The facts on coronavirus testing

In the wake of an increasing number of new coronavirus infections in the U.S., federal officials have provided confusing and sometimes contradictory statements about the number and availability of tests to diagnose the new respiratory illness. 

Abstract vector coronavirus illustration, a project of the Annenberg Public Policy Center, explains how testing for COVID-19 works, what happened with the CDC’s coronavirus test and what’s known about how many tests are available in the U.S.

President Donald Trump claimed on March 6 that anyone who “wants a test can get a test,” while Secretary of Health and Human Services Alex Azar said in a television interview the same day that there “is no testing kit shortage, nor has there ever been.”

Contrary to both men, the public was told by the Association of Public Health Laboratories on March 9 that although things had improved since a week ago, “demand for testing is greater than the tests available.”

At the same time, at least one Democrat has exaggerated the problems.
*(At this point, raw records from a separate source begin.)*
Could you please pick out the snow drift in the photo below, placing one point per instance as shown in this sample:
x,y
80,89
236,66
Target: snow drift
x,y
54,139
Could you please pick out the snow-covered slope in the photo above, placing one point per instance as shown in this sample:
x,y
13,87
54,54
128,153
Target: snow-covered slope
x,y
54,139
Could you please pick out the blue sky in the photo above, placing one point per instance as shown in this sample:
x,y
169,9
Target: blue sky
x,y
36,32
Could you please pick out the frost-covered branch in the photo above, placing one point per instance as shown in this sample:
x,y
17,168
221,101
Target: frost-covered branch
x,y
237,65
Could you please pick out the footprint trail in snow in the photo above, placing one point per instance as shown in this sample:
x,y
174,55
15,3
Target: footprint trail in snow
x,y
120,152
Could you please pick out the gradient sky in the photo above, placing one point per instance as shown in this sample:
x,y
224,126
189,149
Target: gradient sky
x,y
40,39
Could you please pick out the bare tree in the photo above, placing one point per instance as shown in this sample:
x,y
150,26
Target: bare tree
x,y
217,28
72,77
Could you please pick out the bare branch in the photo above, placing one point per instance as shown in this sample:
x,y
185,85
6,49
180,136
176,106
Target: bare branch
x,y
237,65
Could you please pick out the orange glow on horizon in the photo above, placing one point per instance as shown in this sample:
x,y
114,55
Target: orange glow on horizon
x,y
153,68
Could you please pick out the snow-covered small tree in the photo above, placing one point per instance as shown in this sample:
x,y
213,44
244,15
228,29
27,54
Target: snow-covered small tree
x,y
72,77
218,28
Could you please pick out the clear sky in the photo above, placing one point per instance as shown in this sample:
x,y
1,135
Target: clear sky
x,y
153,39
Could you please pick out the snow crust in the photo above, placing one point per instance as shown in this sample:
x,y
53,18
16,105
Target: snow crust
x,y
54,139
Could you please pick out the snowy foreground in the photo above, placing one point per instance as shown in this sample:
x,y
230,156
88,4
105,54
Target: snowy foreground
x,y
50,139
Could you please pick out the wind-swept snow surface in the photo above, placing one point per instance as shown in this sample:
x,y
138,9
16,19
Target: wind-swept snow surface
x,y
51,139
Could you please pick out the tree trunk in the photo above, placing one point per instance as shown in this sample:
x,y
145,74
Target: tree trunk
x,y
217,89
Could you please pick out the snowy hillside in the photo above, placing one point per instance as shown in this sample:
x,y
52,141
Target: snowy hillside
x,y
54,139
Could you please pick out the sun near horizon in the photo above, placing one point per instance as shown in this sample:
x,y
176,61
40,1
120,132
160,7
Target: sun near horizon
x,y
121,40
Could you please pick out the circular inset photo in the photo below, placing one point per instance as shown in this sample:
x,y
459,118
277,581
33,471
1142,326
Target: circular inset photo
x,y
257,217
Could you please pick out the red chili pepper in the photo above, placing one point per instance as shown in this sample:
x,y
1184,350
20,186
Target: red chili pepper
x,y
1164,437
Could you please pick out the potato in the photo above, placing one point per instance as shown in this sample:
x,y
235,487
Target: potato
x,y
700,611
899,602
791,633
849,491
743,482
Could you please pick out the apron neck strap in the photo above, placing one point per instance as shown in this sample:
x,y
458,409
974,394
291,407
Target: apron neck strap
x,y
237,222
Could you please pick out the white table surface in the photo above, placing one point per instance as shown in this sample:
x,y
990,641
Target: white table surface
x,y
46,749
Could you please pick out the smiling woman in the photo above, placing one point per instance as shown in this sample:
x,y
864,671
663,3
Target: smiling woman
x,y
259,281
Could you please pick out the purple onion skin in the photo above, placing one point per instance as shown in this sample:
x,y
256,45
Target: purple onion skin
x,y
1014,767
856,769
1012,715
Former Vice President Joe Biden said on March 1 that the Trump administration didn’t “even have a test kit” for the new coronavirus. That’s not true. While the Centers for Disease Control and Prevention is widely viewed to have bungled the rollout of its viral test kits, there was a test kit at the time, and it had been successfully used by the agency and some states.

The novel coronavirus, now known as SARS-CoV-2, is responsible for the pneumonia-like illness called COVID-19, which first appeared in an outbreak in Wuhan, China, at the end of 2019.